Wellcome Open Research (Sep 2023)

Public engagement with genomics [version 2; peer review: 2 approved]

  • Avery Adams,
  • Jerome Atutornu,
  • Hugbaad Aidid,
  • Julian Borra,
  • Daniela Boraschi,
  • Claudette Burch,
  • Tuba Bircan,
  • Anna Dickinson,
  • Alessia Costa,
  • Catherine Galloway,
  • Ann Enticknap,
  • Emma Garlick,
  • Francesca Gale,
  • Sasha Henriques,
  • Em Haydon,
  • Richard Milne,
  • Marion Mitchell,
  • Katherine I Morley,
  • Jack Monaghan,
  • Laura Olivares Boldu,
  • Milena Muella Santos,
  • Kate Orviss,
  • Fifi Olumogba,
  • Christine Patch,
  • Vivienne Parry,
  • Sam Shingles,
  • Lauren Robarts,
  • Ben Tomlin,
  • Cindy Smidt,
  • Sarah Parkinson,
  • Anna Middleton

Journal volume & issue
Vol. 8

Abstract

Read online

As detailed in its flagship report, Genome UK, the UK government recognises the vital role that broad public engagement across whole populations plays in the field of genomics.
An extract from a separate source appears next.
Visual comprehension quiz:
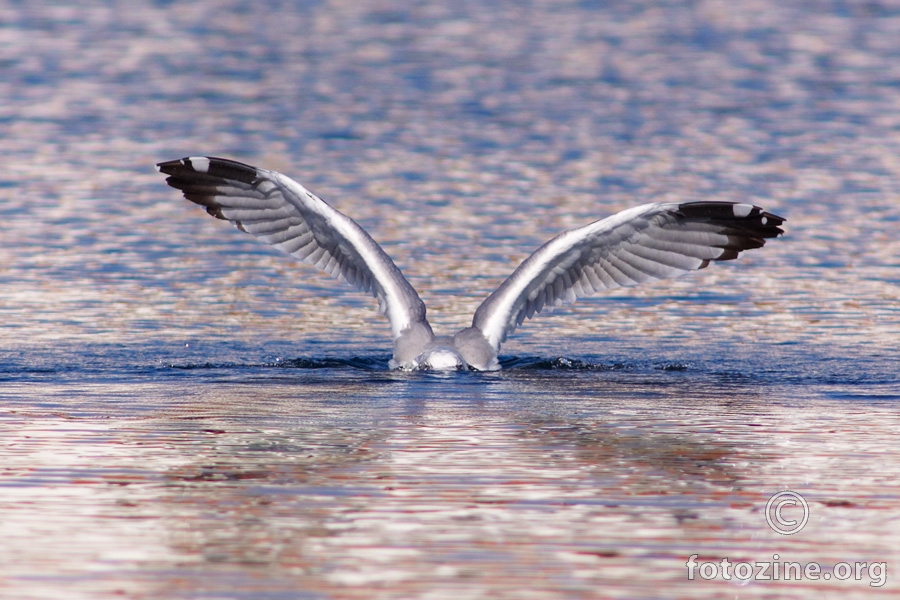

However, there is limited evidence about how to do this at scale. Most public audiences do not feel actively connected to science, are often unsure of the relevance to their lives and rarely talk to their family and friends about it; we term this dis-connection a ‘disengaged public audience’. We use a narrative review to explore: (i) UK attitudes towards genetics and genomics and what may influence reluctance to engage with these topics; (ii) innovative public engagement approaches that have been used to bring diverse public audiences into conversations about the technology. Whilst we have found some novel engagement methods that have used participatory arts, film, social media and deliberative methods, there is no clear agreement on best practice. We did not find a consistently used, evidence-based strategy for delivering public engagement about genomics across diverse and broad populations, nor a specific method that is known to encourage engagement from groups that have historically felt (in terms of perception) and been (in reality) excluded from genomic research. We argue there is a need for well-defined, tailor-made engagement strategies that clearly articulate the audience, the purpose and the proposed impact of the engagement intervention. This needs to be coupled with robust evaluation frameworks to build the evidence-base for population-level engagement strategies.